14.07.2024 23:30:02 - dpa-AFX: EM 2024/ROUNDUP 2: Jungstars führen Spanien zum Rekord-Titel - England trauert

BERLIN (dpa-AFX) - Die beiden spanischen Zauberfüße Nico Williams und Lamine
Yamal fielen sich überglücklich in die Arme und feierten dann mit ihren
Teamkollegen ausgelassen den hart erarbeiteten Rekordtitel. Den bitter
enttäuschten Engländern um den konsternierten Harry Kane blieb nach dem 2:1
(0:0) der Spanier im großen EM-Finale von Berlin nur die Zuschauerrolle.
Real-Star Jude Bellingham trat frustriert gegen einen Wasserbehälter. Die Three
Lions müssen 58 Jahre nach dem WM-Titel 1966 weiter auf das zweite große
Fußballglück warten.

Spanien ließ dagegen mit dem vierten Titel den dreimaligen Europameister
Deutschland hinter sich, auf dem Weg dahin hatte die Furia Roja die DFB-Auswahl
im Viertelfinale aus dem Turnier geworfen. Das Finale entschieden der 22-jährige
Williams (47. Minute) nach Vorarbeit des 17 Jahre alten Yamal sowie der
eingewechselte Mikel Oyarzabal (86.).
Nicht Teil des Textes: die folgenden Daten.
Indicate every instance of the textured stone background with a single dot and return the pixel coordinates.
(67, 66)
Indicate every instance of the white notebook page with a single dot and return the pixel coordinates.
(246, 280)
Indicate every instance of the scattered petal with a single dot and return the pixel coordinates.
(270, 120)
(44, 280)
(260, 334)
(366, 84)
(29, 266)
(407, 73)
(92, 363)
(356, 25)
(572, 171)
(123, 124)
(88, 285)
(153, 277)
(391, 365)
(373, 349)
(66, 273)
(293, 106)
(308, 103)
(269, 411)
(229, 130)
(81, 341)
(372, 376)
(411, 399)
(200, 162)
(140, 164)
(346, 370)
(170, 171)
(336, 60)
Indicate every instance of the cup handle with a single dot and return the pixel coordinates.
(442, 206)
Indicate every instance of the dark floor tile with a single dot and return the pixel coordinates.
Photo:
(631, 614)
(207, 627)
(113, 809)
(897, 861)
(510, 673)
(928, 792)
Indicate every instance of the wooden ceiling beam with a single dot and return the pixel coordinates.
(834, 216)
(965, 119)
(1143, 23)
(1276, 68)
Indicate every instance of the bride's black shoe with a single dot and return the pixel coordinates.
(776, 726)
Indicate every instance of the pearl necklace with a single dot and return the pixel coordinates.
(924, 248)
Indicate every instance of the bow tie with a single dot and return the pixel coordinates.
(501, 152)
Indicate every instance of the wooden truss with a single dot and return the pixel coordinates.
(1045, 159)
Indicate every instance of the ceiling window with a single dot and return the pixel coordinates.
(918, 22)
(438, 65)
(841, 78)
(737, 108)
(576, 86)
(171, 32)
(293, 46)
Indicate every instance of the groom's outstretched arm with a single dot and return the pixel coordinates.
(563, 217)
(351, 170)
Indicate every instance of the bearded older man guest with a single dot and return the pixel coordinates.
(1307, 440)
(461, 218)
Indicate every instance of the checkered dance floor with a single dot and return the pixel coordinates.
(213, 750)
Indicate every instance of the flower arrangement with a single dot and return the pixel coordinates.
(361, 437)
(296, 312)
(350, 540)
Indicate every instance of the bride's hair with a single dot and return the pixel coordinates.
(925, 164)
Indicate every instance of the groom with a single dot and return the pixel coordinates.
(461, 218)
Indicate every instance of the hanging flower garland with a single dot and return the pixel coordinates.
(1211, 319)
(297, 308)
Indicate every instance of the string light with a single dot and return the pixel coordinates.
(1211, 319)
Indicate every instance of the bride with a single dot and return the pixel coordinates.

Cole Palmer (73.) hatte England
zwischenzeitlichen wieder hoffen lassen.

"Wir sind jetzt Europameister. Das macht uns sehr froh. Wir haben sehr viel
gelitten, es war ein hartes Spiel. Es war eine gute Mannschaft, die gegen uns
gespielt hat. Wir mussten 100 Prozent geben, letztendlich haben wir es
geschafft", sagte Torschütze Williams.

Unter den 71.000 Zuschauerinnen und Zuschauer im Berliner Olympiastadion
waren deutlich mehr englische Fans, nur Teile der Ostkurve waren klar im
spanischen Gelb-Rot. Doch die Unterstützung half nichts. Die Auswahl von Gareth
Southgate um den erneut wirkungslosen Bayern-Star Harry Kane verlor verdient und
steht wie schon vor drei Jahren im Finale gegen Italien mit leeren Händen da.
Der Kapitän wurde bereits nach gut einer Stunde gegen Ollie Watkins
ausgewechselt.

"Das ist schwer, in Worte zu fassen. Wir haben versucht, zurück ins Spiel zu kommen. Das ist sehr schmerzhaft. Wir hatten das Momentum, aber wir konnten es
nicht behalten. So ist das Finale. Es ist nicht leicht, in diese Endspiele zu
kommen. Du musst es dir nehmen, wenn es so kommt, und wir haben es wieder nicht
gemacht. Das wird eine ganze Zeit lang wehtun", haderte Kane.

Lahm "sehr zufrieden"

Mit dem großen Finale endeten die vier EM-Wochen, auf die Fans und
Organisatoren in Deutschland jahrelang hingefiebert hatten. "Insgesamt sehr
zufrieden", lautete das Fazit von Turnierdirektor Philipp Lahm in der ARD. "Man
hat die Bilder ja gesehen, wie die Menschen hier zusammengekommen sind, wirklich
Spaß hatten." Zu ernsthaften Sicherheitspannen war es nicht gekommen.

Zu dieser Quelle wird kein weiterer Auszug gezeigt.